Lettre du 3 mars 1917 de Marcel Sibaud

Valréas, le 3.3.1917

 

Ma petite chérie,
J’ai reçu aujourd’hui ta lettre chargée et ton gentil paquet. Je te remercie de toutes friandises que contient l’un et du mandat apporté par l’autre. J’étais loin d’être à court d’argent puisque ayant touché mon prêt et payé ma blanchisseuse mais non encore reçu mes galons, il me reste 22 francs. Or je n’ai que 15 francs à donner pour ma chambre. De cette chambre j’use peu en ce moment car il fait assez frais et dans la chambrée il y a du feu.

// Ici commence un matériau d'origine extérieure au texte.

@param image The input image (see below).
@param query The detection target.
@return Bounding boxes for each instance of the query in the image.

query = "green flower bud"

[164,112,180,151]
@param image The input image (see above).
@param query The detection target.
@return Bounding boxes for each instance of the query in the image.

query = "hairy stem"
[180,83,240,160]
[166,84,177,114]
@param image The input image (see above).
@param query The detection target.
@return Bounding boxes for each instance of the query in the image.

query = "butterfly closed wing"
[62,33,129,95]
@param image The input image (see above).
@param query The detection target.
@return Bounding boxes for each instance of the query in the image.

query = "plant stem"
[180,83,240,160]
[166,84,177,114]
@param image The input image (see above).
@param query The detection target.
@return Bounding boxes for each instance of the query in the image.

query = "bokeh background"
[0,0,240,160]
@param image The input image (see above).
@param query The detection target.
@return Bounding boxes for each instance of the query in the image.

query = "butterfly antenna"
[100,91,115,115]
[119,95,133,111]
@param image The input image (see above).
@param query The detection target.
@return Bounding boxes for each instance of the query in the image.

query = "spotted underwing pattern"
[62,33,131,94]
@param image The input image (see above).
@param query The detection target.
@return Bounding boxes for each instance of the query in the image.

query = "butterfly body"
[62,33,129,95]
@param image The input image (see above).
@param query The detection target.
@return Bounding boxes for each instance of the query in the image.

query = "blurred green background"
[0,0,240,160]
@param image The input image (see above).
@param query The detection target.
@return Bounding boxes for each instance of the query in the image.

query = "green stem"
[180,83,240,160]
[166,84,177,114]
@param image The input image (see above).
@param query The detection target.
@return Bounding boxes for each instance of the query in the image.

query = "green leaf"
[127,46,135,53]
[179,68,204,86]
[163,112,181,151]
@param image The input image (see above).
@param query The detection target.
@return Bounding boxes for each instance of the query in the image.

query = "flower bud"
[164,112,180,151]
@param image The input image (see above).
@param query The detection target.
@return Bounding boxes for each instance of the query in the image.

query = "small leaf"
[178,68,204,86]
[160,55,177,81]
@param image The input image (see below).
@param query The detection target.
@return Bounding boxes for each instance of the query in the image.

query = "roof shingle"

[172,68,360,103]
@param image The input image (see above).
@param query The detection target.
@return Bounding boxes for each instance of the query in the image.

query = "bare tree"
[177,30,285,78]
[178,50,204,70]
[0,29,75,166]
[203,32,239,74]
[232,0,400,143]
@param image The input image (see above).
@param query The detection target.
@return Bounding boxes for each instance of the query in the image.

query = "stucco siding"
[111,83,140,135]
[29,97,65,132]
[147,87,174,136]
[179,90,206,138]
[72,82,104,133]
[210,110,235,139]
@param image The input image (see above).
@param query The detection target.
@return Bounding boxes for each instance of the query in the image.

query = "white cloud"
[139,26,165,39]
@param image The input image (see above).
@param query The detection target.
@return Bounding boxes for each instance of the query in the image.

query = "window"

Et puis j’ai pu me coucher un peu plus tôt et je vais le faire encore plus ce soir. La journée aujourd’hui  n’a pas été dure et je me sens bien reposé. Mais je vais quitter le sirop Rami qui me barbouille l’estomac au point que j’en suis dégoûté. D’ailleurs je ne tousse pour ainsi dire plus.
Le capitaine a trouvé que certains ne travaillaient pas aux heures prescrites et il nous a menacés de nous donner plus de travail. En attendant il nous donne à faire un agrandissement de carte qui va encore m’écorner mon dimanche ; il n’y a pas moyen d’avoir un moment de tranquille. Entre autre il y a 2 interrogations lundi. Après déjeuner aujourd’hui il y eu dessin de plein air avec un capitaine cette fois. Un camarade qui n’est pas fichue de mettre 2 lignes d’aplomb était venu à côté de moi pour copier mon dessin ; quand le capitaine est venu voir il lui a dit que ce n’était pas mal, qu’il avait le sens du terrain et de la perspective. Arrivant à moi, il m’a dit que ce n’était pas mal non plus mais que j’avais mis trop de détails que j’étais pointilliste. J’ai trouvé l’exemple tout à fait typique et l’autre l’a colporté pour la plus grande hilarité de tous. Ce qui m’ennuie à travailler dans la chambrée, c’est que voilà encore mes cahiers qui se promènent. Ils se copient tous les uns les autres et le plus drôle c’est que suivant les têtes, le capitaine note à l’un bien ce qu’il a noté moins bien à un autre.
Mais je ne parle que de moi. Comme tu le pensais, j’ai reçu le télégramme avant la lettre recommandée : les petits bonbons que j’ai envoyé sont autant pour toi que pour Yves. Comment va la petite. A-t-elle déjà tété, ne pleure-t-elle pas, est-elle sage ? Et toi n’as-tu pas de fièvre, ne souffres-tu pas ? Yves est-il gentil avec sa petite sœur et ne fatigue-t-il pas sa petite maman ? As-tu parlé à Suzanne ? Pour marraine ?
J’ai hâte d’avoir des détails mais il ne faut pas te soulever pour écrire. Il faut rester bien étendu sans bouger.
Demain je ferai de la correspondance envers et contre tous.
Je te quitte en t’embrassant mille fois ainsi que les deux petits.
Ton Marcel

Amitiés aux mamans.
Tu as dû recevoir le mois au nouveau tarif ?
J’ai déjà mangé du pain d’épices et des croquettes. C’est délicieux. Mes chaussettes sont encore intactes. La boîte de fer blanc était tout écrabouillée.